50% w/v DEXTROSE INJECTION USP Infusion/Solution for

What is 50% w/v DEXTROSE INJECTION USP

50% w/v Dextrose Injection USP is a hypertonic intravenous (IV) solution containing 500 grams of anhydrous dextrose per 1000ml of sterile water. It is typically administered via a large volume plastic infusion bag for rapid IV delivery in hospital settings.

• Active ingredient: Dextrose (anhydrous), which is chemically identical to glucose, the primary energy source for body cells.
• Concentration: 50% weight/volume (w/v), meaning 50 grams of dextrose are present in every 100 ml of solution.
• Form: Clear, colorless solution intended for IV infusion.
• Packaging: Supplied in 1000ml plastic infusion bags for clinical use.
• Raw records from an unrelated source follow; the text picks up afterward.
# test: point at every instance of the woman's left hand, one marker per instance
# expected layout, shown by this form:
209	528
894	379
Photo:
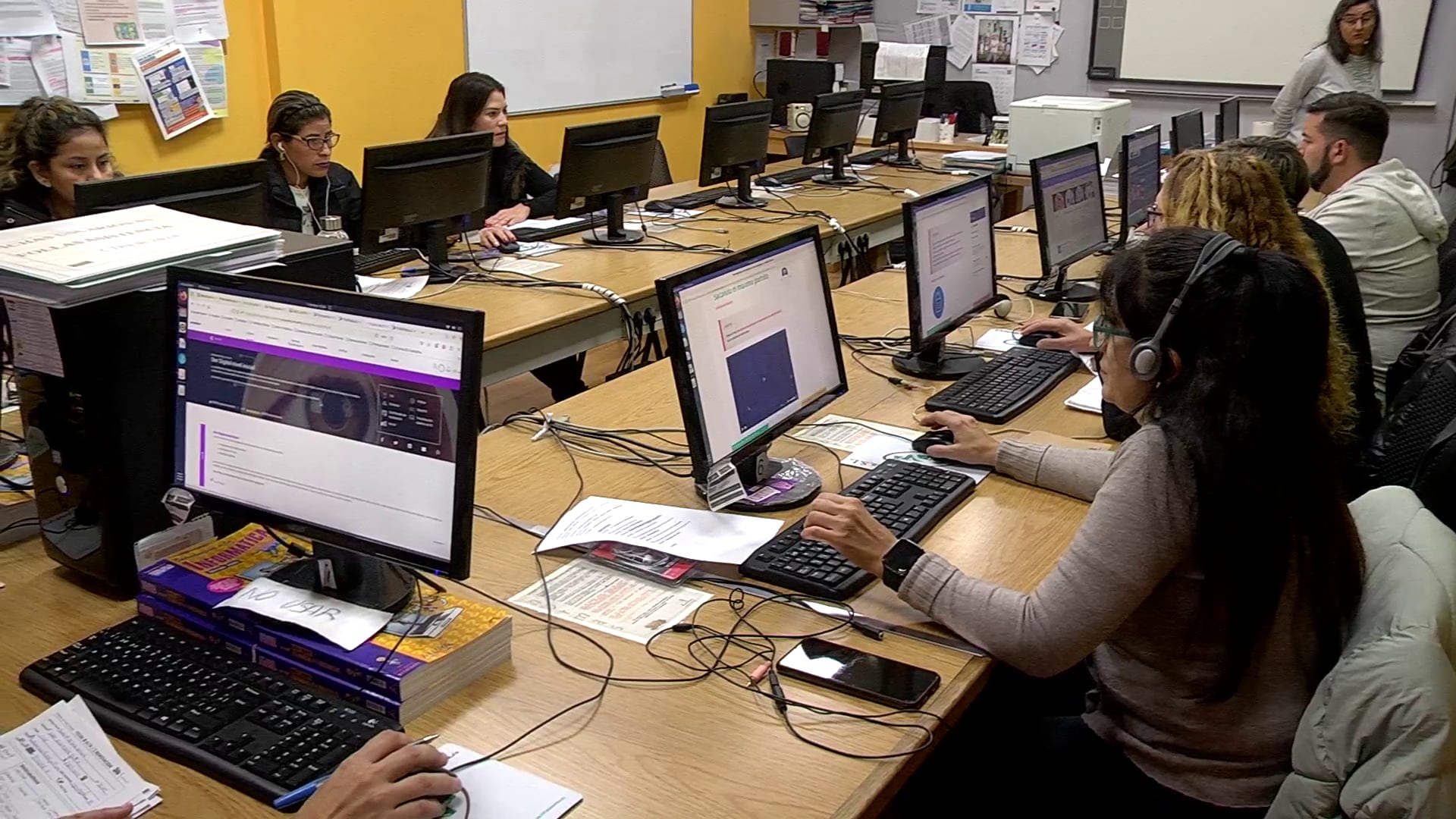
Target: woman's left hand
510	216
846	525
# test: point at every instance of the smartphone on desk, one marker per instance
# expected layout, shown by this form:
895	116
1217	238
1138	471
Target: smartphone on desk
859	673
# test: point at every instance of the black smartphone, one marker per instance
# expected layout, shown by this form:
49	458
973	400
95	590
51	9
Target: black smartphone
1071	309
859	673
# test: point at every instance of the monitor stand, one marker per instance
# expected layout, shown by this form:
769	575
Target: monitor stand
743	199
774	484
351	577
1055	287
932	363
836	162
617	224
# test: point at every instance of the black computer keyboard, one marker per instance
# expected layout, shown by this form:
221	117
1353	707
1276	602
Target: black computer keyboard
1006	385
369	264
908	499
202	707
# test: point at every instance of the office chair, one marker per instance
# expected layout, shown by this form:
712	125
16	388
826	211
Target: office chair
661	174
This formulation is used for:

• Emergency treatment of severe hypoglycemia (very low blood sugar).
• Providing a concentrated source of glucose in patients unable to take food orally.
• As a part of parenteral nutrition in critically ill or malnourished patients.
• Treatment of hyperkalemia (high potassium levels), when combined with insulin.

It must only be administered under medical supervision, often in intensive care units or emergency departments. Due to its high concentration, this solution is not suitable for peripheral veins and is generally administered via central venous access.

How to use 50% w/v DEXTROSE INJECTION USP

Administration of 50% Dextrose Injection USP should always be carried out by trained healthcare professionals due to its hypertonic nature and the potential for vein irritation or glucose overload.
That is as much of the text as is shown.